# You may want to consider buying this utility~!



## Teresa S. (Mar 2, 2006)

Clicky HERE 

This is REALLY neat~! It is a security like suite, that has SO many neat features and options~! It is forty bucks a year (not bad). It has a anti-spyware scanner, allows you to surf anonymously, also allows you to make a FAKE email address when signing up for thing so you don't get spam~!  It ACTUALLY tricks the web service you are signing up for, so it thinks it has a valid email address~! :dance: I think it is neat and would/can be very useful. I am buying it.


----------



## Kris W. (Dec 9, 2006)

Um, hello? You can get all of those thing for free! Download windows defender for spyware Make a email address you plan to never use just for signing up for things (yahoo,hotmail,gmail) problem solved. case closed.


----------



## Teresa S. (Mar 2, 2006)

Excuse me for posting a link!


----------



## MELOC (Sep 26, 2005)

windows defender doesn't catch crap on my system. adware seems to do pretty well though.


----------



## Guest (Feb 6, 2007)

Kris W. said:


> Make a email address you plan to never use just for signing up for things (yahoo,hotmail,gmail) problem solved. case closed.

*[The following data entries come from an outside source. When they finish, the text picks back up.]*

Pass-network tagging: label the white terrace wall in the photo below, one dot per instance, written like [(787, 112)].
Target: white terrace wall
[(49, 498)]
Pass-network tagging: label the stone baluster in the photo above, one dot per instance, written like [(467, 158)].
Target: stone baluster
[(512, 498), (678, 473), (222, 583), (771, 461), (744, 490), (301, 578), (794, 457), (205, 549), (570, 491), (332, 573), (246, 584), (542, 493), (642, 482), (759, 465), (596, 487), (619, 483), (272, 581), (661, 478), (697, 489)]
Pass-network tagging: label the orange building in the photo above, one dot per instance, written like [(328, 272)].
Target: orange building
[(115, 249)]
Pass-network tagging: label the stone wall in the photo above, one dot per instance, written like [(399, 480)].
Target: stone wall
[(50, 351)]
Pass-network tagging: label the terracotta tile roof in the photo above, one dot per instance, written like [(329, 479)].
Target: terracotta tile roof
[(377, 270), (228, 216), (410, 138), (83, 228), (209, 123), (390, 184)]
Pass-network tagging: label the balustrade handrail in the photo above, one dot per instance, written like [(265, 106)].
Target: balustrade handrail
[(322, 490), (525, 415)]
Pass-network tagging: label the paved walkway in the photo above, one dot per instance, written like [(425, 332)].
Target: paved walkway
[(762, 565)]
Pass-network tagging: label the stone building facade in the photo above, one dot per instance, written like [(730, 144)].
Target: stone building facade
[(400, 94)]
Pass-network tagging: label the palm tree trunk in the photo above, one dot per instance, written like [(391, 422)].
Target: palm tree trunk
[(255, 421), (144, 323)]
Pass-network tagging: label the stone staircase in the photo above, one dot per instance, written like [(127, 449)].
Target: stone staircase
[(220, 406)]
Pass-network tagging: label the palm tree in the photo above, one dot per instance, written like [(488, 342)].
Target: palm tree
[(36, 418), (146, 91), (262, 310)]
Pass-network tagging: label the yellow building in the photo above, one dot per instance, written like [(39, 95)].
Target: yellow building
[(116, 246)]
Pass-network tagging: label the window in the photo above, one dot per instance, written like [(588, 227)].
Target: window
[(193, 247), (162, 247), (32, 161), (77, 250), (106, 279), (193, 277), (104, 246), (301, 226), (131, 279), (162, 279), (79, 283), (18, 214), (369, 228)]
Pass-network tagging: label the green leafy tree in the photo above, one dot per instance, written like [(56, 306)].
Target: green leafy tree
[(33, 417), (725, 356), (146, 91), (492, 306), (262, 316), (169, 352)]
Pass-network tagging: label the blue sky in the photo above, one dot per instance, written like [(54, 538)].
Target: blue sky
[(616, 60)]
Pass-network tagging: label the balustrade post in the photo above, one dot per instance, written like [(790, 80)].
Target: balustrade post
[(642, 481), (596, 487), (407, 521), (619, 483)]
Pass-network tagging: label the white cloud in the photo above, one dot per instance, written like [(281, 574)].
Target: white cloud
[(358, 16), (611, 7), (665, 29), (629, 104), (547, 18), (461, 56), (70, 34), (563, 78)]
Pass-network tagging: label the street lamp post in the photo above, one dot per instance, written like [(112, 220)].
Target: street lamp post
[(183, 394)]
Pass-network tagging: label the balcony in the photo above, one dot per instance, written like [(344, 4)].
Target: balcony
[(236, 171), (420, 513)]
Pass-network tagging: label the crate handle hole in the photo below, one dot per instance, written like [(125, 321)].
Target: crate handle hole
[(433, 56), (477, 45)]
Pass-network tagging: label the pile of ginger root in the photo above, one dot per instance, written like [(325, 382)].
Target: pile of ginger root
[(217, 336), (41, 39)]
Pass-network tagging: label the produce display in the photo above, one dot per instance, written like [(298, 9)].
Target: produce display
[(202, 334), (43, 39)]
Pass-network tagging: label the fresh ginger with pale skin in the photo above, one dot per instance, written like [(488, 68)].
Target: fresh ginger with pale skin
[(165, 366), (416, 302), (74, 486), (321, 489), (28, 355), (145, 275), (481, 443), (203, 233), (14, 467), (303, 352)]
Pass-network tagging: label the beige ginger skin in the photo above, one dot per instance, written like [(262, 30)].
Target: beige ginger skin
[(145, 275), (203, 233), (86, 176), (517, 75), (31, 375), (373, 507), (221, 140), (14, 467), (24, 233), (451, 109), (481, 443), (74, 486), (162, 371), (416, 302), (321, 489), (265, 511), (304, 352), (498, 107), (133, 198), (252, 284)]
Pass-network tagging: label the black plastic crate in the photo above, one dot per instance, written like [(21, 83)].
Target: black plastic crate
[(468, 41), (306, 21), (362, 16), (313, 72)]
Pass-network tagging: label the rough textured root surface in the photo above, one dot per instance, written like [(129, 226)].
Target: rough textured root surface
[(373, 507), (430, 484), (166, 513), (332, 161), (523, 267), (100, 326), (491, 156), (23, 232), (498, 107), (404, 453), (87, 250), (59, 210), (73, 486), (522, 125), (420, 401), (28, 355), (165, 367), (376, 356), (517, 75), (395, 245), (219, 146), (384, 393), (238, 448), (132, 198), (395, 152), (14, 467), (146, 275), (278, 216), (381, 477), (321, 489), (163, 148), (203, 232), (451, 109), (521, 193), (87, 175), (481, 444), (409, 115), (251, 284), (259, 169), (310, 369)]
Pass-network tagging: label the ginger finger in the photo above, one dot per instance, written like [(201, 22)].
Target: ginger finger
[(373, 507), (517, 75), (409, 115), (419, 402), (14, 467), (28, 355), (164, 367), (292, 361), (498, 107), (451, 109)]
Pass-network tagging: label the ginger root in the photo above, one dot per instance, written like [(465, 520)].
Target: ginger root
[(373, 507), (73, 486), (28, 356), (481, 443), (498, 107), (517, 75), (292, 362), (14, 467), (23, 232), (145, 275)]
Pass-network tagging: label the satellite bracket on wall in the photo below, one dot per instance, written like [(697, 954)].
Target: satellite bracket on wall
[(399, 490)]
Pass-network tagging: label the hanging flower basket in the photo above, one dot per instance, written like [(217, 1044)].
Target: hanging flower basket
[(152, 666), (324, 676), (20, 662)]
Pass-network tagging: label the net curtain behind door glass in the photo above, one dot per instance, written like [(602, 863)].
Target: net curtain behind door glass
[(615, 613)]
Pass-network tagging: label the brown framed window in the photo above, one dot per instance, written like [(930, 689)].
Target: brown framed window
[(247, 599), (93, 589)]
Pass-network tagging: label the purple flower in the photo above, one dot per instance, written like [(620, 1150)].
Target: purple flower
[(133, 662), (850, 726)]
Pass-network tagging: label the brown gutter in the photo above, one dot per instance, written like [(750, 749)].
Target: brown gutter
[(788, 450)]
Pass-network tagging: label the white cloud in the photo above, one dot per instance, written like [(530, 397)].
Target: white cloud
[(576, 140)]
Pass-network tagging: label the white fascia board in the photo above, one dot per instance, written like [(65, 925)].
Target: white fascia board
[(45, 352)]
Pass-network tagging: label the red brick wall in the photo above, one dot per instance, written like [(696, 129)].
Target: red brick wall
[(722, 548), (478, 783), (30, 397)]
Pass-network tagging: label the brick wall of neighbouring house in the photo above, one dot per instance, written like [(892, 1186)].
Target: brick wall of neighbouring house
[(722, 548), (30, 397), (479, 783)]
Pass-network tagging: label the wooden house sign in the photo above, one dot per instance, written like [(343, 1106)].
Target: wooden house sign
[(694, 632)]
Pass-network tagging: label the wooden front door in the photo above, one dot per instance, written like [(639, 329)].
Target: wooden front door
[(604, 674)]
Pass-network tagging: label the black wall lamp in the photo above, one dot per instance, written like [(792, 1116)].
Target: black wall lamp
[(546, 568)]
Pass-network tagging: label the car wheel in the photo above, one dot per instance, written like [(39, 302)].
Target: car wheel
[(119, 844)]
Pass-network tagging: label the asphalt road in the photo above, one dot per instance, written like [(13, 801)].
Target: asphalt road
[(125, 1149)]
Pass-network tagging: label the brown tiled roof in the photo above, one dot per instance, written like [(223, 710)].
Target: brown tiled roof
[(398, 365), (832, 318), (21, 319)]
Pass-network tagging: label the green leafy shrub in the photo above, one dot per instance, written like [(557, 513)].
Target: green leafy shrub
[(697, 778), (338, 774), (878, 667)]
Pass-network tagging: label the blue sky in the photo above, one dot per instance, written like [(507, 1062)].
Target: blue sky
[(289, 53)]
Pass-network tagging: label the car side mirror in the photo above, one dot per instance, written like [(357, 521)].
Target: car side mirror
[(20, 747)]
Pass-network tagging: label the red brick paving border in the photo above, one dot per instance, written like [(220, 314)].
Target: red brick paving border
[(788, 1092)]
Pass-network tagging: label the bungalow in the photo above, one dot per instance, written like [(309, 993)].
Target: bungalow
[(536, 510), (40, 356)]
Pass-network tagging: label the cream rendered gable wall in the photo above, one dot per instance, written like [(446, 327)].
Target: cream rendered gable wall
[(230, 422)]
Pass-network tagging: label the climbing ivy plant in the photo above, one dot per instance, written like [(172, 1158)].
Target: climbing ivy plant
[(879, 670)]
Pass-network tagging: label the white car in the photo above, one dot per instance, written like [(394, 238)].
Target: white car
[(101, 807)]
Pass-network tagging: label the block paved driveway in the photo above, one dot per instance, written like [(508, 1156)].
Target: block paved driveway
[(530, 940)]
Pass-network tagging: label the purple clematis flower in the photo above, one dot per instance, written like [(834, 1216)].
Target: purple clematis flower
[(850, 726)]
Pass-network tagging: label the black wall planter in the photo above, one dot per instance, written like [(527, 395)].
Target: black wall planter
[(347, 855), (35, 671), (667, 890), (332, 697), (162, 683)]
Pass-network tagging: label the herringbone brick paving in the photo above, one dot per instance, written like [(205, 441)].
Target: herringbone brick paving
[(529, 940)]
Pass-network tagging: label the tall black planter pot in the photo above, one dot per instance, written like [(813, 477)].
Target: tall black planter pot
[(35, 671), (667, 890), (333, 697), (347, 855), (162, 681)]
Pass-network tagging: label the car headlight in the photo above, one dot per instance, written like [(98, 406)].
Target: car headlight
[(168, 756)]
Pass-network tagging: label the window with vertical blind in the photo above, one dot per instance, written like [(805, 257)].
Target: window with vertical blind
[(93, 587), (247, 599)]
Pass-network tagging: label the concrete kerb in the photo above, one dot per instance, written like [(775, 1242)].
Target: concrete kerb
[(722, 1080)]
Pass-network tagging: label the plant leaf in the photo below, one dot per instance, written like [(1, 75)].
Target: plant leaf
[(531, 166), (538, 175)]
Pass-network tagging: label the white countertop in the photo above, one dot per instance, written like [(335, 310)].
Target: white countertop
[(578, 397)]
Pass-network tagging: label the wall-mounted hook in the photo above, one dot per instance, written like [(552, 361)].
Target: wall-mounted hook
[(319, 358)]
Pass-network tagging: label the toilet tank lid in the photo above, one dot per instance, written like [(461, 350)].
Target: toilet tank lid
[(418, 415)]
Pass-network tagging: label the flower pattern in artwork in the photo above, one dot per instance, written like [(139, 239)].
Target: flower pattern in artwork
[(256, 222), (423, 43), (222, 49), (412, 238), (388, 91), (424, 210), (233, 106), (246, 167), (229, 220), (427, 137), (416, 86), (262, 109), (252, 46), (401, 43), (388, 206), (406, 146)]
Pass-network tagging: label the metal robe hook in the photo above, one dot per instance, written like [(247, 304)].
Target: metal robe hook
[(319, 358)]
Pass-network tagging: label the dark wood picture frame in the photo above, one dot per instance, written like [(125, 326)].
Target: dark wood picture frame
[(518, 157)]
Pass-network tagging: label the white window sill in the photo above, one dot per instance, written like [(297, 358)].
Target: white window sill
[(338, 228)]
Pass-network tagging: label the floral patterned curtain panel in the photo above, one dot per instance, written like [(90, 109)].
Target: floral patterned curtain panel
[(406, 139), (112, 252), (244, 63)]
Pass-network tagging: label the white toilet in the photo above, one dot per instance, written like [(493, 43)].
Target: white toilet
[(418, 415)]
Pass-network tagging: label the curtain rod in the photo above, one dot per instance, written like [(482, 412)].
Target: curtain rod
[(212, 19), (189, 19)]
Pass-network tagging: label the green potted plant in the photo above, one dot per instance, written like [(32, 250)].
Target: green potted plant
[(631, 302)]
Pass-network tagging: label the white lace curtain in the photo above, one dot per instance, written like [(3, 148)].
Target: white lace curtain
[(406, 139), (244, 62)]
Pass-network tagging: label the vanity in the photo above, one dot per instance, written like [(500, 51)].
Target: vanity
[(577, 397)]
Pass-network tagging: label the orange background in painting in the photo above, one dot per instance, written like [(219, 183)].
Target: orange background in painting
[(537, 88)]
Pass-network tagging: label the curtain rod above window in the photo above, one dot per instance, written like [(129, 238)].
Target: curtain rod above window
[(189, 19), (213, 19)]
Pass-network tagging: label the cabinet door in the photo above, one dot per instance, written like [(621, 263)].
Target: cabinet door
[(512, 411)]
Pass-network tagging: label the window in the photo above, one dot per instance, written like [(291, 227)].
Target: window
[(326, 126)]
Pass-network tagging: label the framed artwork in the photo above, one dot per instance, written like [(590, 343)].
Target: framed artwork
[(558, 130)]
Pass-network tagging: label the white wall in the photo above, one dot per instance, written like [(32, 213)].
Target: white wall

 There's something to be said for having one's own mail server. I can make all the "valid fake" email addresses I want.


----------



## Guest (Feb 6, 2007)

Teresa S. said:


> Excuse me for posting a link!


 Ignore him! You posted a good link that many will find useful. :angel:


----------



## Kung (Jan 19, 2004)

Yes, ignore him. It just so happens that this very application is featured in this month's version of PC World, and comes highly rated.


----------



## Teresa S. (Mar 2, 2006)

> It just so happens that this very application is featured in this month's version of PC World.


 That's where I read about and got the link~!  (and is it just me or is pc world getting crazy with adds in their magazine?) ***Ingnoring Kristoper!!*** (note that I said his name was Kristopher on purpose!  )


----------



## Kung (Jan 19, 2004)

Yeah, they're getting a bit crazy, but almost no month goes by with me getting some really good tips from it. I can honestly say that I use that magazine subscription quite a lot.


----------